Renal dysfunction and urinary disorders are the most troublesome adverse reaction to anticancer agents such as cisplatin (CDDP) and ifosfamide (IFM). A number of antidotes such as sodium thiosulfate (STS), WR-2721, thiourea, diethyldithiocarbamate and bismuth subnitrate have been tested to reduce the nephrotoxicity of CDDP. One notable method previously reported by Baba et al. and Pfeifle et al involves the i.v. administration of STS to prevent the nephrotoxicity of CDDP given locally. Since STS has been proven clinically effective in reducing such side effects, we initiated a study of STS in patients with advanced non-small-cell lung carcinoma who were given a combination of CDDP and vindesine (VDS) systemically.

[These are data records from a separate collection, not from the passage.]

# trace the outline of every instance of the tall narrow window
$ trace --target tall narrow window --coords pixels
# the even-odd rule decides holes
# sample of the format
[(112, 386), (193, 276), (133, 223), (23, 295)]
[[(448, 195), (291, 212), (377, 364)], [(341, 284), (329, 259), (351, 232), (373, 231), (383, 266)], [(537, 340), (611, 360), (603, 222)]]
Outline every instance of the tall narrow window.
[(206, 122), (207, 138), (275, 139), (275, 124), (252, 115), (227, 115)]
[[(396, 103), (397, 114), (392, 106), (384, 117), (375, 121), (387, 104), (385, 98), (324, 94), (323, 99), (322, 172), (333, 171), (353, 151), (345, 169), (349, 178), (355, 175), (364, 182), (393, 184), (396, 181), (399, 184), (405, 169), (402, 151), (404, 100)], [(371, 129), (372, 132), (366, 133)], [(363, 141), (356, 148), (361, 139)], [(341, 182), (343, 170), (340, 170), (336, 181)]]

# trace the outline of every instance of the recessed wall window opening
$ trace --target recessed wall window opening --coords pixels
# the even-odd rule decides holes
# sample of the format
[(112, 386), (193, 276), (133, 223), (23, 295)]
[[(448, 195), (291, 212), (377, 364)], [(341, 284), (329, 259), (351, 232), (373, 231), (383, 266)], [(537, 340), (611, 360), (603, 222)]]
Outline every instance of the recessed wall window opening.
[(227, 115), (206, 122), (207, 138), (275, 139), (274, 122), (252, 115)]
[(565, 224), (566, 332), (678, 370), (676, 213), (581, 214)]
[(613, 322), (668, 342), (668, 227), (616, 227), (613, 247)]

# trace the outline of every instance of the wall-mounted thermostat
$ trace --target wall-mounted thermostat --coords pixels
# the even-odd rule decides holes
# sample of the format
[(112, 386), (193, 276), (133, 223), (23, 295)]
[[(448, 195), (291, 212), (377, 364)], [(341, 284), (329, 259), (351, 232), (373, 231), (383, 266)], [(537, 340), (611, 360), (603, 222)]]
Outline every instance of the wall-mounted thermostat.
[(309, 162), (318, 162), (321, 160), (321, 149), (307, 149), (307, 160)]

Urinary levels of beta 2-microglobulin (BMG) and N-acetyl-beta-D-glucosaminidase (NAG) were measured as an index of proximal tubular function. Analysis of both levels indicated that STS suppressed CDDP nephrotoxicity to a minimal level. Therefore, the present study clearly demonstrates that systemic administration of STS reduces the side effects of CDDP to a minimal level without impairing its antitumor activity and that STS treatment is applicable in a repeated chemotherapy using CDDP alone or in combination with other antitumor agents. Furthermore, it has been reported that urinastatin and fosfomycin may exert potent effects to reduce untoward nephrotoxicity of CDDP. IFM causes urinary disorders such as hematuria, reducing its clinical usefulness, Sodium 2-mercaptoethane sulfonate (mesna) is the thiol compound which binds specifically to the urinary toxic metabolites of IFM, and thereby decreases the undesirable effect of IFM on the lower urinary tract, especially on the bladder. Recently, it was reported by a Osaka mesna study group that mesna is useful for the prevention of IMF-induced urinary disorders. It was considered that above new treatments were required in repeating chemotherapy which induced urogenital toxicity.